I'd not known of this Ian McEwan "plagiarism" business before seeing this New York Times article linked from Locus Online.
"“If it is sufficient to point to a simultaneity of events to prove plagiarism, then we are all plagiarists, and Shakespeare is in big trouble from Petrarch, and Tolstoy stole the material for ‘War and Peace,’ ” wrote the Australian writer Thomas Keneally, the author of “Schindler’s List.” “Fiction depends on a certain value-added quality created on top of the raw material, and that McEwan has added value beyond the original will, I believe, be richly demonstrated.” If not, Mr. Keneally added, “God help us all.”"
Check out the scan of Thomas Pynchon's (typewritten) letter in response to the whole sorry business.

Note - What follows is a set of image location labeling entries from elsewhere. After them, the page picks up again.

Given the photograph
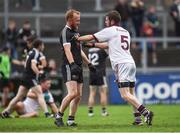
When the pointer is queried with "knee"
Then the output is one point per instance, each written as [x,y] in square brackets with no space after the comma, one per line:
[125,97]
[73,94]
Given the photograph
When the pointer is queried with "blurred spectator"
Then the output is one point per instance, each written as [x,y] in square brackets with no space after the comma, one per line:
[35,7]
[24,33]
[52,67]
[175,13]
[29,45]
[10,38]
[5,70]
[150,29]
[123,8]
[137,14]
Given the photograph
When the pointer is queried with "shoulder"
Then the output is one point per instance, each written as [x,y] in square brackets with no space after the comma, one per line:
[21,31]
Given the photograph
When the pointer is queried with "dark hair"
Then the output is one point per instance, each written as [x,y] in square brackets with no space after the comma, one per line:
[37,43]
[26,22]
[114,15]
[31,38]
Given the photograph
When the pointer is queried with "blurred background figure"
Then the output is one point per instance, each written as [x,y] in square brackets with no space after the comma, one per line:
[123,8]
[137,15]
[35,4]
[10,38]
[5,70]
[24,33]
[150,29]
[30,106]
[175,13]
[53,68]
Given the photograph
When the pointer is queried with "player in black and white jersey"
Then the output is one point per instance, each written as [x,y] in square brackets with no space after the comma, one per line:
[30,79]
[71,67]
[97,79]
[117,39]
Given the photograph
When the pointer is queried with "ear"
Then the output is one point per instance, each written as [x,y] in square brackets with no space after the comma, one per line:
[112,22]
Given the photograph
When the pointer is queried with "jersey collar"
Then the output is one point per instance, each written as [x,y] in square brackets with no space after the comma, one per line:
[68,27]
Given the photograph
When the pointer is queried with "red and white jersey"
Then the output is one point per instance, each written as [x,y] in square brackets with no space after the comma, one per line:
[119,44]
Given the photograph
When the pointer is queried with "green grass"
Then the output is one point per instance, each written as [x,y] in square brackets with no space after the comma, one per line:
[167,118]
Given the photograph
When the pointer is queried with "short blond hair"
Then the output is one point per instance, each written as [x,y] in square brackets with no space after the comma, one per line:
[70,13]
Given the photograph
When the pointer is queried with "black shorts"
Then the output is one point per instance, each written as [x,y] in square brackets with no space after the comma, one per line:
[28,81]
[4,82]
[68,76]
[97,79]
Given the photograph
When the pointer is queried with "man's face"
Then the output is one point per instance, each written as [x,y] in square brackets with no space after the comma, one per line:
[12,25]
[46,85]
[27,26]
[75,21]
[107,22]
[42,47]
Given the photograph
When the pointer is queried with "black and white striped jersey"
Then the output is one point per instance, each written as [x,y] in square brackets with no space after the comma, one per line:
[67,38]
[36,56]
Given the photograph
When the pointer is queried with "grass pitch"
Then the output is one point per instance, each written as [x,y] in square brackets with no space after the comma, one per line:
[166,119]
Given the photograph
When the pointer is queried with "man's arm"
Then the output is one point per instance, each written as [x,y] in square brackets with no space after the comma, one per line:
[31,94]
[103,45]
[34,67]
[86,38]
[43,63]
[67,50]
[84,57]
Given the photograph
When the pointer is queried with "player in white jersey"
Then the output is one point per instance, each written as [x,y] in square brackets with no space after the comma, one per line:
[30,106]
[117,40]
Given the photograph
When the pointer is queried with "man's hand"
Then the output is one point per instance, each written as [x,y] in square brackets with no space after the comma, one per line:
[92,68]
[41,76]
[76,36]
[75,69]
[88,45]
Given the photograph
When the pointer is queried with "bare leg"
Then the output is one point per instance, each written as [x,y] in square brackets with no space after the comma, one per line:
[72,93]
[103,99]
[136,113]
[92,94]
[38,91]
[5,96]
[75,102]
[22,91]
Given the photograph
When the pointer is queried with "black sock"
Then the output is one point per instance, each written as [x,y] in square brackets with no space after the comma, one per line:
[143,111]
[103,109]
[90,109]
[59,115]
[71,118]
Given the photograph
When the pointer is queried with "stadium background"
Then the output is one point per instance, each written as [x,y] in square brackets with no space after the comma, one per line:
[47,19]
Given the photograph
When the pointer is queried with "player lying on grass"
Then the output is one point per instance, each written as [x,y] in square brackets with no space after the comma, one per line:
[30,79]
[30,106]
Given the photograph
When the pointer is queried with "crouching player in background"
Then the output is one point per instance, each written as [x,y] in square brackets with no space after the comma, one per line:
[97,79]
[30,79]
[30,106]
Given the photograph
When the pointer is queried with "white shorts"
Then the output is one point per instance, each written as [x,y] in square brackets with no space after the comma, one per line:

I can't imagine that these "charges" of plagiarism will have very much sticking power, but as the authors who have written in support of McEwan have suggested, if by some stretch of the imagination these sorts of similarities were considered plagiarism, I can't imagine that any work of fiction based on anything but the personal experiences of the author (or perhaps wholly invented secondary worlds, though maybe not even then) would escape the charge.

I can see a bunch of high school freshmen jumping up for joy and defending their shoddy research papers saying, "But professor, I didn't want to be a plagiarist! How was I to know that George Washington didn't throw a coin across the Tigris and that Moses wasn't his Vice President?"